As of March 2015, Symbid claims to have connected 30,000 private (crowdfunding) investors and 40 institutional investors to The Funding Network, plus other online funding platforms active in niche industries, such as FarmersFunding. Following the launch, on 24 March Symbid and Economic Board Utrecht (EBU) announced a partnership to provide local, sustainable initiatives with loan capital via The Funding Network. EBU has committed $1 million in growth capital to entrepreneurs on The Funding Network in 2015.

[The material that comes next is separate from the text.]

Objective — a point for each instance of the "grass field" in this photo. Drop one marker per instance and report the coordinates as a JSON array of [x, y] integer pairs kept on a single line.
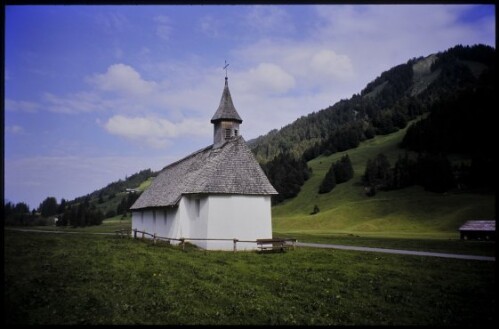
[[91, 279], [410, 212]]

=== Symbid Italia venture ===
Symbid announced the incorporation of Symbid Italia on 10 March 2015, in partnership with Gruppo Banca Sella. In 2016, Symbid Italia was deemed economically inviable and on April 29, 2016, a shareholders meeting determined to liquidate Symbid Italia.

=== Financial troubles ===
In 2014 and 2015 Symbid reported low turnover ($267,358 and $282,155 respectively) and a net loss of $2,821,794 (2014) and $2,299,275 (2015). In April 2015 the complete non-executive board of directors resigned in what Symbid reports as a "differences with remaining management concerning the Company’s strategic direction". Also in April 2016 it was reported that Symbid made their development team redundant. More losses of $2,005,751 in the first half year of 2016 "raise substantial doubt about the Company’s ability to continue as a going concern". On October 12, 2016, the remaining three directors decided to reduce their salary to zero,"retroactive to August 1, 2016". They also stated that "the company is investigating the options available for further cost reductions.".

At the same time, Symbid will have to apply for a license as investment firm under the MiFID to continue equity based crowdfunding activities as required by the Dutch AFM, the Netherlands Authority for the Financial Markets, for all equity-based crowdfunding activities.